As you finish taking down the details of the last Jedi Master Corr worked on, you surreptitiously look down the line of clone soldiers, most of whom are anesthetized and unconscious. They’re… truly clones. They’re identical in appearance, with only slight variations to muscle tone and mass. You’re not sure how exactly they were grown or raised, but the fact that they’re all so similar shows that they’ve probably all been given the same type of food, and the same training regimen.

It's a real army. It’s an army of replicae.

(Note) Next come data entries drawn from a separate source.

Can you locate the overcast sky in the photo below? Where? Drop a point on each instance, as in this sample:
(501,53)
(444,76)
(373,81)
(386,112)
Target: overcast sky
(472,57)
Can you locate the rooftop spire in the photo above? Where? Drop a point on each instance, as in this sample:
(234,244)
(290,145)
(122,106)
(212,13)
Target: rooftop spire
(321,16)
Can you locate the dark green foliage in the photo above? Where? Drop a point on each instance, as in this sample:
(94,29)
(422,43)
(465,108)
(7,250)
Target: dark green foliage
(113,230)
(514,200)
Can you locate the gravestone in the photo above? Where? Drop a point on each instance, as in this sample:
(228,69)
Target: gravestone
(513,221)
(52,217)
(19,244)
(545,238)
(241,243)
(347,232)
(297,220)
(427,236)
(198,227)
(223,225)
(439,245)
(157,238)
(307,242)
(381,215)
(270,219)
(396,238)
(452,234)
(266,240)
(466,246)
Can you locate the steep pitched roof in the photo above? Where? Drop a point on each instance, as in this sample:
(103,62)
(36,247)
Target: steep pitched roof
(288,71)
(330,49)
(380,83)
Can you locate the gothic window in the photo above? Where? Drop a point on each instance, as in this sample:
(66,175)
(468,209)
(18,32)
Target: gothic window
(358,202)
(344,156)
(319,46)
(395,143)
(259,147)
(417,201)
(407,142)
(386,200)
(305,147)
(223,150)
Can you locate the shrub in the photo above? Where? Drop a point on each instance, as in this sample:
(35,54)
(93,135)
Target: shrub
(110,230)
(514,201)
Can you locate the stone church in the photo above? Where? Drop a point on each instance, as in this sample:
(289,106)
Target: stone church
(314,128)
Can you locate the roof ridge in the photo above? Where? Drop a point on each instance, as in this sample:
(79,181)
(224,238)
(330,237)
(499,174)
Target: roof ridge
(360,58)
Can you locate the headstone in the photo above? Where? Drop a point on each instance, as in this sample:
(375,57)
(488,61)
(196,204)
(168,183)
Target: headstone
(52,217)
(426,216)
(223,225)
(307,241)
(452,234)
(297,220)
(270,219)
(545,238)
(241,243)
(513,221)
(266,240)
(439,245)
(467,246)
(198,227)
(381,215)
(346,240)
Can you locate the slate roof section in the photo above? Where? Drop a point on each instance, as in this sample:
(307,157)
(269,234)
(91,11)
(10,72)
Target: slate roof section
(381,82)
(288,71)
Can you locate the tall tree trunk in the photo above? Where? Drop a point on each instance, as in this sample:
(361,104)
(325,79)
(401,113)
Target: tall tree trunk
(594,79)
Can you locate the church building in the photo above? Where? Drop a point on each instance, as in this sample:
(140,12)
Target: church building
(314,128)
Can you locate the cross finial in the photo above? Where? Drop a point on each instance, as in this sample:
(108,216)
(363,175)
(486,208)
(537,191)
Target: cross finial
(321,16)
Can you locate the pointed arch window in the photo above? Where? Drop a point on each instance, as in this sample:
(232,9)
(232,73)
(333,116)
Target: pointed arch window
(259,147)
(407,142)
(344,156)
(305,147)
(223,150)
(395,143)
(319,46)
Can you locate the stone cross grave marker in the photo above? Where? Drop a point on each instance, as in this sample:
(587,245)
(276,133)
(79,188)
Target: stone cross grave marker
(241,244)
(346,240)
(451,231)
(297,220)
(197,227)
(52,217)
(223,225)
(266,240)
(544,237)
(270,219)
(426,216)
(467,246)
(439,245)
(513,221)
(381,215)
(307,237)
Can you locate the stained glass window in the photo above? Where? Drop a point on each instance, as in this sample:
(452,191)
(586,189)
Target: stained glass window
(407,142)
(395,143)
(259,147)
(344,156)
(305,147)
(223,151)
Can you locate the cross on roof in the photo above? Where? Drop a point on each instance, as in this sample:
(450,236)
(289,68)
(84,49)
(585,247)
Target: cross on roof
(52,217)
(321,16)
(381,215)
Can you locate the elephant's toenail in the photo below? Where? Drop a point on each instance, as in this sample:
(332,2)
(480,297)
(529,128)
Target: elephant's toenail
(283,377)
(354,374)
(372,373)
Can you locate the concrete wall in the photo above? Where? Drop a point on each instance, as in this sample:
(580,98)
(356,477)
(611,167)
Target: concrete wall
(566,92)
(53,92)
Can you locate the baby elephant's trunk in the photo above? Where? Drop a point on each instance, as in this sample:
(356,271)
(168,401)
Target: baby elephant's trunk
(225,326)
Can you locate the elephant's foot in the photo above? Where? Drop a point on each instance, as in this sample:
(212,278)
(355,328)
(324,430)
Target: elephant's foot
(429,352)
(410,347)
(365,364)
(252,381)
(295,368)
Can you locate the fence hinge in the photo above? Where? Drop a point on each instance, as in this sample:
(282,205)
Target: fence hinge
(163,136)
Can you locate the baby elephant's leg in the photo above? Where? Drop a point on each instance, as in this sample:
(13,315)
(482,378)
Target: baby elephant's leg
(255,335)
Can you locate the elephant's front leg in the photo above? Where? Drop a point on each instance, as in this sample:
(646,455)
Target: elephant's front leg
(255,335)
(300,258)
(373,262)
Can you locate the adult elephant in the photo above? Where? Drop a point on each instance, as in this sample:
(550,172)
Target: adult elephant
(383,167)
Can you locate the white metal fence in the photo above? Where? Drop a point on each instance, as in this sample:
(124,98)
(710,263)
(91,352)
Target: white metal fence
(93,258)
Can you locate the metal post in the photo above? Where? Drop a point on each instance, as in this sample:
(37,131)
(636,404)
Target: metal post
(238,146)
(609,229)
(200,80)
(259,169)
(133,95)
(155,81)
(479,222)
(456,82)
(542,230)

You feel a sense of unease as you turn toward the first clone. It’s unnatural, what has been done here — what has been done to them. Messing about with genetics is one thing, creating copies of someone using their genes is another.

“Xena, come on.”

You look up, realizing you’ve been standing there, staring at the clone for far too long. Master Corr beckons to you so you hustle over to start helping out. The man’s arms are set in casts, apparently having broken both of them doing something. What’s worse, however, is that he’s also missing a good chunk of his torso and there’s apparently shrapnel spread throughout his internal organs. He’s lucky that he didn’t immediately bleed out on the battlefield, and even more so that he has survived long enough to be given care by healers here. Master Corr will sort him out soon.

But, the more you look at him, the more your feeling of unease grows. Perhaps he isn’t lucky. The use of replicae is unnatural, and reality will not stand for it. The Warp will not like it. Perhaps these men are not so lucky after all.

Abhumans, they are. Abhumans in a very small sense of the word. They’re not beset with mutations, so perhaps the technology used for this is highly advanced, yet they’re not truly human at the same time. Even so, they are people. Master Corr treats them like people. You can see that they’re people, having souls and psyches like anyone else. The Force curls around them, embracing them; they’re not rejected.

You just can’t shake the feeling that something will go wrong. There is a tragedy brewing, if not already made. And, only a minute later, you’re proven right.

“What?!” Master Corr cries. The MedCorps member who delivered the news shakes, not with fear and Corr’s wrath, but with equal rage. These soldiers, while recognized as the new Grand Army of the Republic, are no better than slaves in the eyes of the Galaxy. Unpaid. No rights. An army bred for war with no hopes and dreams beyond that.

You silently shake your head. It’s not good. You know it’s not good at all, but it’s par for the course. Misfortune at their conception. An atrocity with no clear cause.

What can you do, though? Is this something you can really accept? Is this something the Jedi Order can accept?

The public apparently already has.

A commotion at the entrance to the Halls of Healing distracts you, drawing your attention away from the poor trooper in the bed and the library of curses building up in Master Corr’s mind. Master Corr turns away from the MedCorps member, gazing over to the growing mess.

“Xena, would you like to go check that out for me? It could be nothing, or it could be important. On the other hand, I could use your help here while I extract the shrapnel. Your Stanch and Purification would be helpful.”